- Born: 7 February 1945 Mölndal, Sweden
- Died: 16 October 2025 (aged 80)
- Education: Valand Art Academy
- Known for: Sculpting
- Notable work: Solringen [sv] (1993); 1998 Gothenburg discotheque fire memorial (2008);

= Claes Hake =

Swedish sculptor (1945–2025)

Claes Hake (7 February 1945 – 16 October 2025) was a Swedish sculptor. He was known for monumental stone sculptures, which were displayed in public settings such as parks and train stations. Two of his most notable works are Solringen, displayed at the Gothenburg University Library, and the memorial for the victims of the 1998 Gothenburg discotheque fire. His sculptures have been displayed in Scandinavia, Germany, and the United States.

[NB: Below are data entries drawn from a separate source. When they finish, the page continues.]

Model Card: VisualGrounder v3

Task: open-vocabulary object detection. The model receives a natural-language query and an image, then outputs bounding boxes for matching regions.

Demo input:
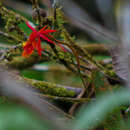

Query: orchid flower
[22,22,64,57]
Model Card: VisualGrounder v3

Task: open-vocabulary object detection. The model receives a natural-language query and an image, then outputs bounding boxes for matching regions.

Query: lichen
[25,79,76,97]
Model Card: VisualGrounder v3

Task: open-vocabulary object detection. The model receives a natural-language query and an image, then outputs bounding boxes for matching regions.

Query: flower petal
[40,35,56,45]
[41,30,57,34]
[37,38,42,56]
[39,25,47,33]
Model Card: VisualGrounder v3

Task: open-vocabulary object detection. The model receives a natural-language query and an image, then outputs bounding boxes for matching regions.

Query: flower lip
[22,22,65,57]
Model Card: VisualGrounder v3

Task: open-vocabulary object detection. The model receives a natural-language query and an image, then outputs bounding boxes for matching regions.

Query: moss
[25,79,75,97]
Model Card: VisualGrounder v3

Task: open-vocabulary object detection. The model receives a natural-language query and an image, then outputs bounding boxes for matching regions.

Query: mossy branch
[25,78,82,97]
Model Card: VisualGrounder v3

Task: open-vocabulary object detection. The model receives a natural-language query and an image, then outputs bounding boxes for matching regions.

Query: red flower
[22,22,65,57]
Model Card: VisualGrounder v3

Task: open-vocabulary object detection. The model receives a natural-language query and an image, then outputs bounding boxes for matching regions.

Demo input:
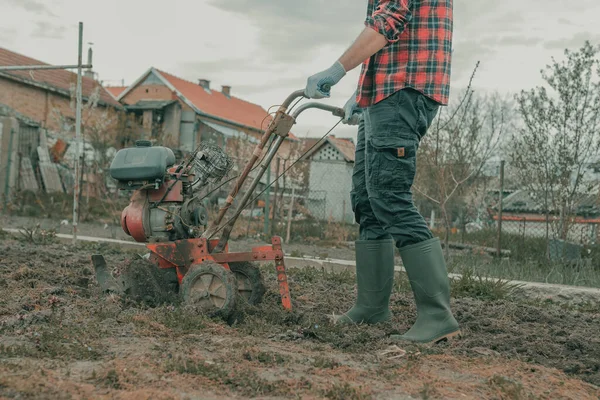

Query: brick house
[113,68,297,159]
[0,47,124,199]
[0,47,122,133]
[304,136,356,223]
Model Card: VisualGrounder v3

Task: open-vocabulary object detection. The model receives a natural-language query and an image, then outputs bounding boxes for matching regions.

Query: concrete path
[3,228,600,307]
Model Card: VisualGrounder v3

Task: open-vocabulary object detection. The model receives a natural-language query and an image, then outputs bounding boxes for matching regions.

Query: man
[305,0,460,343]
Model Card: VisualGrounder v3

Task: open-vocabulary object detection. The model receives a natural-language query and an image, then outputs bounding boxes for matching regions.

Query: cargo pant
[351,89,439,248]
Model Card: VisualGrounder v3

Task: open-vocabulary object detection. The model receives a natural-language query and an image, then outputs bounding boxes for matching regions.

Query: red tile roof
[156,70,297,139]
[105,86,127,99]
[0,47,120,107]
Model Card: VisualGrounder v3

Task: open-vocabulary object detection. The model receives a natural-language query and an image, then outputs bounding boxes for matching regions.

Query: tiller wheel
[92,90,344,318]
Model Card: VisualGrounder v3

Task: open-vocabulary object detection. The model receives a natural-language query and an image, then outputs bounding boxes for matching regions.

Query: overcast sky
[0,0,600,141]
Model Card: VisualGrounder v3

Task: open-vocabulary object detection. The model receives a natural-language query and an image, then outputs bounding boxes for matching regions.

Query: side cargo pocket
[370,137,418,192]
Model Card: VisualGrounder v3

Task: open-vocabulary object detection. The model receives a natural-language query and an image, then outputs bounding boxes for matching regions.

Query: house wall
[163,103,181,148]
[121,78,291,158]
[307,145,354,223]
[0,77,116,135]
[0,116,19,199]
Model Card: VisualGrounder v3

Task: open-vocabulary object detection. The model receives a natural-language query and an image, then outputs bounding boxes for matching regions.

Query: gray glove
[342,89,362,125]
[304,61,346,99]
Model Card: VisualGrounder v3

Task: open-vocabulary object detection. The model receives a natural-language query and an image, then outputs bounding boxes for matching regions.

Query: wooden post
[497,160,504,258]
[271,157,280,236]
[285,186,296,243]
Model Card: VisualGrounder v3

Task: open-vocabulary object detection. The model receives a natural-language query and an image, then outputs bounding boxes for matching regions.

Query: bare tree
[414,63,511,252]
[511,41,600,239]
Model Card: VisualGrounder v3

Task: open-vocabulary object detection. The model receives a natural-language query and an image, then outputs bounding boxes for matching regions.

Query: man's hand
[342,92,362,125]
[304,61,346,99]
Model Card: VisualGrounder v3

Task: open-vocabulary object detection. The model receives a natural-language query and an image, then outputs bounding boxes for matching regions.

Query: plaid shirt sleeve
[365,0,412,43]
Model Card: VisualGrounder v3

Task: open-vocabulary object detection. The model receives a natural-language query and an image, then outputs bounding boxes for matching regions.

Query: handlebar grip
[331,108,346,118]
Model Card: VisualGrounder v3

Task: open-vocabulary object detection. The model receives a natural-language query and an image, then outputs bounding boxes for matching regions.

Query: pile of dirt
[0,238,600,399]
[239,269,600,386]
[114,257,179,307]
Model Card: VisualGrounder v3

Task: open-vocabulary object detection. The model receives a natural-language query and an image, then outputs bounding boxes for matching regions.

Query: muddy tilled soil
[0,236,600,399]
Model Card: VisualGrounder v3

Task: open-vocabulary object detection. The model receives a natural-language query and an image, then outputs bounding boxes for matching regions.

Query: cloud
[0,27,18,44]
[31,21,67,39]
[211,0,366,62]
[544,32,600,50]
[4,0,56,17]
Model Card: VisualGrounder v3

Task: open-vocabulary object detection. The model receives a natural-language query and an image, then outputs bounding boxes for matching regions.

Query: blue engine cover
[110,141,176,182]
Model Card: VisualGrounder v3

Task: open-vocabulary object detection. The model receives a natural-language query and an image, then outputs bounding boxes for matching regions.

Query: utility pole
[73,22,83,243]
[265,165,271,236]
[497,160,504,258]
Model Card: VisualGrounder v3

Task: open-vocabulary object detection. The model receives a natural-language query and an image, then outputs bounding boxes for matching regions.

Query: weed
[488,375,533,400]
[165,358,288,397]
[313,357,340,369]
[18,224,58,245]
[451,269,520,300]
[323,382,371,400]
[290,250,304,258]
[419,382,439,400]
[243,349,285,365]
[94,369,121,389]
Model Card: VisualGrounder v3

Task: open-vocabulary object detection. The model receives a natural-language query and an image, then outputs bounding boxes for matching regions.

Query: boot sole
[392,330,462,346]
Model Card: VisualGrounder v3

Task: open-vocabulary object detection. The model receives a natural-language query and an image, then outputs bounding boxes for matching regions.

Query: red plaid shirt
[357,0,453,108]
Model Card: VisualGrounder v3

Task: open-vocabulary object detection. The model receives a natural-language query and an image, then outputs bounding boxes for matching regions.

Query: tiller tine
[92,254,123,294]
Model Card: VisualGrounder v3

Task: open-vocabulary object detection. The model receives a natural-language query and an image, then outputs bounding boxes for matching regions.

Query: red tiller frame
[146,236,292,310]
[122,90,344,310]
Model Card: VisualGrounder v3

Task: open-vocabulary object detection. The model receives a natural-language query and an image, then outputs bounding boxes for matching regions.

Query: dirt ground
[0,235,600,399]
[0,215,355,260]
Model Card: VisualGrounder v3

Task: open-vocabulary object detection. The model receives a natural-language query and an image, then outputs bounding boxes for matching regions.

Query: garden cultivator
[92,90,344,318]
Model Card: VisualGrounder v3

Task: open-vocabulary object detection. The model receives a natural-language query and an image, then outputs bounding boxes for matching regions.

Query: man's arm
[304,0,415,99]
[339,0,412,72]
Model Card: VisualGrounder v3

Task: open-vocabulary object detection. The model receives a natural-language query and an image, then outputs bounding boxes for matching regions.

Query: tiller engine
[92,90,344,318]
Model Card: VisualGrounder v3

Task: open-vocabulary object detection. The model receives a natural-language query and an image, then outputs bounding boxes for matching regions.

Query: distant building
[305,136,355,223]
[0,47,122,135]
[108,68,296,158]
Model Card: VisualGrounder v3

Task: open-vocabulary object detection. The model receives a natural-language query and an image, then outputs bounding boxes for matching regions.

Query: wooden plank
[38,146,64,193]
[20,157,40,192]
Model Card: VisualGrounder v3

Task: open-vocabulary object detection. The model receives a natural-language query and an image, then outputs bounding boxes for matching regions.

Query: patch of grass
[290,250,304,258]
[419,383,439,400]
[313,357,340,369]
[17,225,58,245]
[323,382,372,400]
[165,358,289,397]
[96,369,121,389]
[243,349,285,365]
[488,375,534,400]
[451,269,519,301]
[448,255,600,288]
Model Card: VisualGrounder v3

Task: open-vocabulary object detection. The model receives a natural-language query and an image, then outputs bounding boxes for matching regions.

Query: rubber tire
[179,261,238,320]
[229,261,266,305]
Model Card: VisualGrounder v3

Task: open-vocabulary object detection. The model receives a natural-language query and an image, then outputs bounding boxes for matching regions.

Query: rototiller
[92,90,344,317]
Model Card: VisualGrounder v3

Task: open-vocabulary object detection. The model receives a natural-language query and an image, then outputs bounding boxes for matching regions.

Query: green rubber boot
[335,239,394,324]
[391,238,460,343]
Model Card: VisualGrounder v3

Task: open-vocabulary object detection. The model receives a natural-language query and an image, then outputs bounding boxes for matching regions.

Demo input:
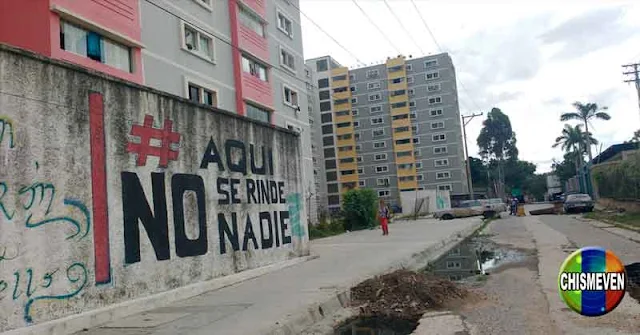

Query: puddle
[425,236,526,281]
[334,318,418,335]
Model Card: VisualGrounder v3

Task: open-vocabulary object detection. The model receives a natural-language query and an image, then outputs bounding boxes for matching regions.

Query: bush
[593,153,640,200]
[342,188,378,231]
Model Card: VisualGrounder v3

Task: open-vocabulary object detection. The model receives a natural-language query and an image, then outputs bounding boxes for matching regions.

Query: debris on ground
[351,270,469,320]
[625,262,640,303]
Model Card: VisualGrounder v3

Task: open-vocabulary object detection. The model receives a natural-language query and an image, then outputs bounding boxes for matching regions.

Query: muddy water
[334,318,418,335]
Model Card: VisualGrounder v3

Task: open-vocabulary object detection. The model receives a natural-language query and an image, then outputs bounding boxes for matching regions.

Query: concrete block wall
[0,45,309,332]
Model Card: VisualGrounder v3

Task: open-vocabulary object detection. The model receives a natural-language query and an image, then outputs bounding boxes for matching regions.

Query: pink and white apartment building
[0,0,315,217]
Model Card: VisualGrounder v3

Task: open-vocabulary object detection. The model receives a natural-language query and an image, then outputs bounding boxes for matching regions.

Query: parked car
[433,200,485,220]
[563,193,593,213]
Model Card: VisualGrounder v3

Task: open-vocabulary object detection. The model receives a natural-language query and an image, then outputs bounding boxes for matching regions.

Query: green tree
[342,188,378,231]
[477,108,518,197]
[560,101,611,161]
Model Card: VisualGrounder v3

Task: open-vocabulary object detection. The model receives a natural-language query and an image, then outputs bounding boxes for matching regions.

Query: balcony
[240,0,267,18]
[389,91,409,104]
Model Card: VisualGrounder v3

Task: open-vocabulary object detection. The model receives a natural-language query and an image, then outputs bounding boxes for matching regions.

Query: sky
[300,0,640,173]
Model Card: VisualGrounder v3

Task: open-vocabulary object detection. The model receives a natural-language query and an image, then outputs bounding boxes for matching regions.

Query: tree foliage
[477,108,518,161]
[342,188,378,230]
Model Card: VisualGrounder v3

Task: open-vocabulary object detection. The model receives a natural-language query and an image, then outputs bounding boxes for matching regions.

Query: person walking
[378,199,389,235]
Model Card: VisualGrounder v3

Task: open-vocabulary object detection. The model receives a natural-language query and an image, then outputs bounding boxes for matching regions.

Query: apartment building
[0,0,316,223]
[306,53,468,214]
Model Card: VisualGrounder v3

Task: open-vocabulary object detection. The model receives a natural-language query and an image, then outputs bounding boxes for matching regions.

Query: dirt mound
[351,270,469,320]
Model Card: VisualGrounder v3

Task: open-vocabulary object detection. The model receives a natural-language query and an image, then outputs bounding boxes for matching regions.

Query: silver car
[563,193,593,213]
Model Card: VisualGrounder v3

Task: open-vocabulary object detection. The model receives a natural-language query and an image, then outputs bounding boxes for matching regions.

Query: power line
[384,0,425,55]
[411,0,482,110]
[351,0,400,54]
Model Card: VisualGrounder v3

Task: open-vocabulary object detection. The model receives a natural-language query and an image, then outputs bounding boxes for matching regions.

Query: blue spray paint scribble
[287,193,306,238]
[24,263,88,323]
[25,199,91,240]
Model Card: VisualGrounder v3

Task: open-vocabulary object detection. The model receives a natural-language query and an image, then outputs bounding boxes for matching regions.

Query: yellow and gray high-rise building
[305,53,468,211]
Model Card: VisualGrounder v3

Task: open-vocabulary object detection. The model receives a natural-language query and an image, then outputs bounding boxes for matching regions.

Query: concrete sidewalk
[79,218,481,335]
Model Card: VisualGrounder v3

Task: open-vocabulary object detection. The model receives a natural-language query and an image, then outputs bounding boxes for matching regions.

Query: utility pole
[462,113,484,200]
[622,63,640,119]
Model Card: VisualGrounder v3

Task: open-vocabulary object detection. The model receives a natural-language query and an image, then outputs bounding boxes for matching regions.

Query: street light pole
[462,113,484,200]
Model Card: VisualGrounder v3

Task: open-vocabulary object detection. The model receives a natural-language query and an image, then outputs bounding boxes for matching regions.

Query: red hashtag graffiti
[127,115,180,167]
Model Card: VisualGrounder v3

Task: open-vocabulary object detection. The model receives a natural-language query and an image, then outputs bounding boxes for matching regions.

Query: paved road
[80,218,481,335]
[458,206,640,335]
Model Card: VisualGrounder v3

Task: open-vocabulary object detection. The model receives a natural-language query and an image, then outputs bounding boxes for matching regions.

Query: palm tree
[552,124,598,190]
[560,101,611,161]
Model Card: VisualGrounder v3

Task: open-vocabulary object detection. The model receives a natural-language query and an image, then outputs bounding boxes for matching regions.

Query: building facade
[0,0,316,223]
[306,53,468,214]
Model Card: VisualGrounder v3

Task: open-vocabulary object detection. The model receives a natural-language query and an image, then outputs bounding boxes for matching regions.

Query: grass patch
[584,211,640,229]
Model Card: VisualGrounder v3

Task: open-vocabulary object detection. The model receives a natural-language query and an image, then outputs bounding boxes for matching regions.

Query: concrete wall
[0,45,308,332]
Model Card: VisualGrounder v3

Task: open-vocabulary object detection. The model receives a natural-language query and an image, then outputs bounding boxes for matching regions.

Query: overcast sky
[300,0,640,172]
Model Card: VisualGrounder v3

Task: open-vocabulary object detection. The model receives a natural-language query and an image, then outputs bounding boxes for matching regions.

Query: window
[429,109,442,116]
[431,121,444,129]
[447,261,462,269]
[280,47,296,72]
[278,11,294,37]
[320,101,331,112]
[429,97,442,105]
[424,59,438,68]
[318,91,331,100]
[433,147,447,155]
[373,141,387,149]
[187,83,218,107]
[434,158,449,167]
[283,85,298,107]
[438,184,451,191]
[376,178,389,186]
[367,82,380,90]
[239,5,264,37]
[182,22,213,60]
[60,21,133,72]
[436,171,451,179]
[242,55,268,81]
[431,134,447,142]
[424,71,440,80]
[373,154,387,161]
[376,165,389,173]
[245,104,271,122]
[316,59,329,72]
[318,77,329,88]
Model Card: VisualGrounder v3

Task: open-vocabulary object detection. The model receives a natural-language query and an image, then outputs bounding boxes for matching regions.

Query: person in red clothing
[378,199,389,235]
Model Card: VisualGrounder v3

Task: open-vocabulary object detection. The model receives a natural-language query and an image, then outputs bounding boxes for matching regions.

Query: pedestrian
[378,199,389,235]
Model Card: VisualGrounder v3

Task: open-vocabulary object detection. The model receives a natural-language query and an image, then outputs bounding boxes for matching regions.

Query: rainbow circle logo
[558,247,627,316]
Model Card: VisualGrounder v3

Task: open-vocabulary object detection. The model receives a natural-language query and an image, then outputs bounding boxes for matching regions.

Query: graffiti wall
[0,46,308,332]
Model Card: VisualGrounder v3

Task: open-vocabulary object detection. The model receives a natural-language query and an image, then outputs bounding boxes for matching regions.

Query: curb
[1,255,319,335]
[265,218,486,335]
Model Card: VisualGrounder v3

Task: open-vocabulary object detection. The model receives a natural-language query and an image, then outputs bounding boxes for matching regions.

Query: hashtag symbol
[127,115,180,167]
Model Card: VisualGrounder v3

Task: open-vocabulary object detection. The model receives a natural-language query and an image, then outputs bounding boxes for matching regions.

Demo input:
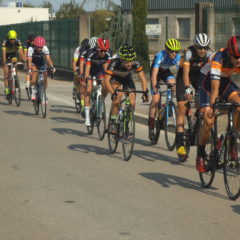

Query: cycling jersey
[176,46,213,102]
[151,50,181,70]
[2,39,22,60]
[28,46,50,68]
[199,48,240,107]
[106,55,143,89]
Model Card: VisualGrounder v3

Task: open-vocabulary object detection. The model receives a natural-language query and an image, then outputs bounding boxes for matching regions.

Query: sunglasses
[196,46,209,50]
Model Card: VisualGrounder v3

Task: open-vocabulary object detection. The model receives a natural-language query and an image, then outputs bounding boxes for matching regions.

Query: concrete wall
[0,7,49,25]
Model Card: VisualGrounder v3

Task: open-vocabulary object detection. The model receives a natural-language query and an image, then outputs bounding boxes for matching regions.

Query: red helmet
[33,36,47,47]
[228,36,240,58]
[97,38,110,51]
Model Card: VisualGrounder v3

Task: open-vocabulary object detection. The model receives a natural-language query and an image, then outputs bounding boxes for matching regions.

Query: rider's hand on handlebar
[184,86,194,101]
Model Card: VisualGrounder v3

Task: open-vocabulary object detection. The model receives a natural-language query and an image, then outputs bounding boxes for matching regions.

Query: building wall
[0,7,49,26]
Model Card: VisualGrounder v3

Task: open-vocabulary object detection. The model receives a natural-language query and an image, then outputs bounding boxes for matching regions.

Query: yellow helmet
[165,38,182,52]
[8,30,17,39]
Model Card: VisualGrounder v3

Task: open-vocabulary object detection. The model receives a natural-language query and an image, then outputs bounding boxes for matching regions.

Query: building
[0,2,49,26]
[121,0,240,53]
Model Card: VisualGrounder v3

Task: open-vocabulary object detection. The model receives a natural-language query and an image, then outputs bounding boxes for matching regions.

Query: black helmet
[81,38,89,48]
[118,43,137,61]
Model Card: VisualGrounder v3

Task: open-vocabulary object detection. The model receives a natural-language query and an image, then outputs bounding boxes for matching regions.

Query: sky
[2,0,121,11]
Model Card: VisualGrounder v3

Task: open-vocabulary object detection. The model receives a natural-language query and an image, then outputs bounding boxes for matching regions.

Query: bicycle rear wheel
[122,107,135,161]
[148,100,161,145]
[13,76,21,107]
[97,95,106,141]
[107,110,119,154]
[197,130,218,188]
[39,82,47,118]
[165,101,176,151]
[223,131,240,200]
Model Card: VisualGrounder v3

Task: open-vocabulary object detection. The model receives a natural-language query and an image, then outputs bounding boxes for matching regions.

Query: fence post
[195,2,215,48]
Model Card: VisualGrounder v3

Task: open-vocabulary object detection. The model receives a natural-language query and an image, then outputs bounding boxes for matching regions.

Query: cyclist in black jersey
[104,44,149,133]
[84,38,112,127]
[176,33,213,158]
[2,30,25,97]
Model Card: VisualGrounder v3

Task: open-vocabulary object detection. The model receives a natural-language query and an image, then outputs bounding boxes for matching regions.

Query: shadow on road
[51,128,88,137]
[139,173,229,200]
[51,117,84,123]
[4,111,36,116]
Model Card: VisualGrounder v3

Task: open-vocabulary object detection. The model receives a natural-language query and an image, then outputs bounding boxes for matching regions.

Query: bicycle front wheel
[39,83,47,118]
[13,76,21,107]
[223,131,240,200]
[122,108,135,161]
[197,130,218,188]
[97,95,106,141]
[165,101,176,151]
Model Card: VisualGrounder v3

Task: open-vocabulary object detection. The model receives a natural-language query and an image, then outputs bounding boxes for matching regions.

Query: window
[177,18,190,39]
[146,18,161,39]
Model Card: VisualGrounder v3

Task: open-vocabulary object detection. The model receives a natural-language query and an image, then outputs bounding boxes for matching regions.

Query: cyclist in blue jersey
[149,38,181,140]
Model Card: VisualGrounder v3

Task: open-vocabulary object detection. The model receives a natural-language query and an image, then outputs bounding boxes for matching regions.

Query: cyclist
[2,30,25,97]
[84,38,111,126]
[72,39,89,111]
[24,34,36,88]
[176,33,213,158]
[149,38,181,140]
[28,36,55,102]
[104,44,148,133]
[196,36,240,173]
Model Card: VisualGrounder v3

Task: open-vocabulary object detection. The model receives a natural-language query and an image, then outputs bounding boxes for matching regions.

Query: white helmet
[193,33,211,47]
[88,37,98,48]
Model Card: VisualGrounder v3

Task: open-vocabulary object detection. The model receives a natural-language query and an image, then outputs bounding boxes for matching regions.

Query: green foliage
[132,0,149,70]
[56,0,85,19]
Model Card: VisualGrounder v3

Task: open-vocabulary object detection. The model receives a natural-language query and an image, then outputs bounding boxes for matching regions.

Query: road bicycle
[148,83,176,151]
[199,102,240,200]
[107,88,148,161]
[7,62,23,107]
[87,78,106,140]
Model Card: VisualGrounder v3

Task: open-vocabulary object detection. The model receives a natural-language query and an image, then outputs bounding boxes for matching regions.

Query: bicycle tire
[197,130,218,188]
[122,107,135,161]
[97,95,106,141]
[13,75,21,107]
[148,99,161,145]
[39,82,47,118]
[164,101,176,151]
[223,130,240,200]
[107,110,120,154]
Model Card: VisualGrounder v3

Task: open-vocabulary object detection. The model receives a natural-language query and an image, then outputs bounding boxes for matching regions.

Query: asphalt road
[0,74,240,240]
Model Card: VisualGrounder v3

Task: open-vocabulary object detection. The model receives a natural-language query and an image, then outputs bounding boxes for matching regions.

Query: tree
[56,0,85,19]
[132,0,149,70]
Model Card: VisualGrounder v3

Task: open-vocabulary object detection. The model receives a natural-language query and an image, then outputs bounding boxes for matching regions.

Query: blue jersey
[152,50,181,70]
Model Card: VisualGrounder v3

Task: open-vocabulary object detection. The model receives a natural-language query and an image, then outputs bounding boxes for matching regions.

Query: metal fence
[0,19,79,70]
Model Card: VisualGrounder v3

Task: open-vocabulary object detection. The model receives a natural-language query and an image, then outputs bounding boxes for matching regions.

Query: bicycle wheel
[97,95,106,141]
[164,101,176,151]
[107,110,120,154]
[74,93,82,113]
[148,99,161,145]
[122,107,135,161]
[223,131,240,200]
[13,75,21,107]
[39,82,47,118]
[197,130,218,188]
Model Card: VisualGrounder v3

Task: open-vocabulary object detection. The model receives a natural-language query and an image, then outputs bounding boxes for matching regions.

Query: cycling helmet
[97,38,110,51]
[33,36,47,47]
[8,30,17,40]
[193,33,211,47]
[165,38,182,52]
[81,38,89,49]
[118,44,137,61]
[89,37,98,48]
[28,34,36,42]
[227,36,240,58]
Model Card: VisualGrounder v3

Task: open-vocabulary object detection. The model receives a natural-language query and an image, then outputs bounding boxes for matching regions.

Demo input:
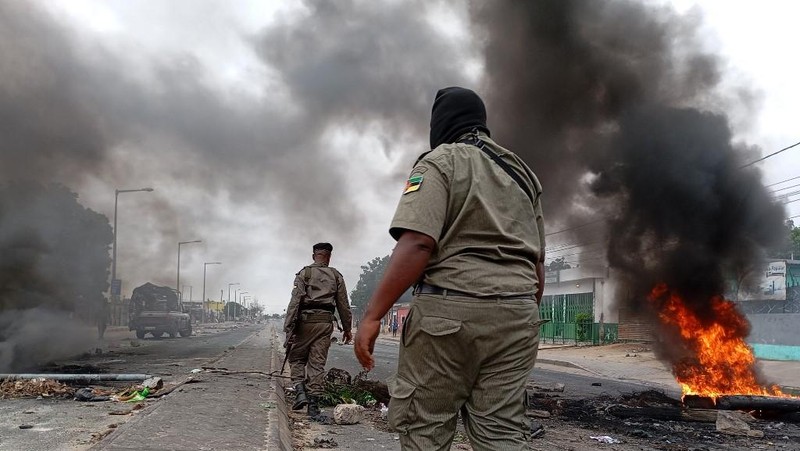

== Early life and education ==
Hake was born in Mölndal on 7 February 1945. He was dyslexic. He was accepted to the Valand Art Academy in 1963, at the age of 17. He received his master's degree at 22. He was first interested in painting before sculpting.

== Career ==
In the first ten years after graduating from Valand, he sold just three sculptures. He supported himself working as a stagehand at the Gothenburg City Theatre.

Hake's 1982 bronze sculpture Bohuslän, usually displayed at Gothenburg Central Station, was stolen in 1992. It was later recovered and donated to the city's cultural committee. He sculpted Solringen, which was installed in 1993 at the Gothenburg University Library. His 1995 sculpture Arch is displayed in Umedalen skulpturpark. He was awarded a ten-year fellowship from the Swedish Fine Arts Foundation in 1997.

With fellow sculptors Pål Svensson and Kent Karlsson, he had a group showing in Gothenburg in 2005.

He designed the memorial for the victims of the 1998 Gothenburg discotheque fire. The names of the 62 victims were engraved on a slab of polished blue granite, measuring 10 m long and 2 m high. The memorial was unveiled in 2008, on the tenth anniversary of the fire.

His 2020 solo exhibition at the Wetterling Gallery received praise from Birgitta Rubin in Dagens Nyheter. In 2024, many of his works (made between 1962 and 2024) were exhibited in a career retrospective at the Nordic Watercolour Museum in Tjörn. The exhibit was acclaimed by Boel Ulfsdotter in Göteborgs-Posten.

He exhibited Döskallar och Dönickar, containing 70 bronze sculptures, at Galleri Thomassen from 13 September to 5 October 2025. Hake was seriously ill at the time of the show, and Karin Frid of Göteborgs-Posten characterised the exhibit as a "chance to say goodbye."

== Death ==
Hake died on 16 October 2025, at the age of 80.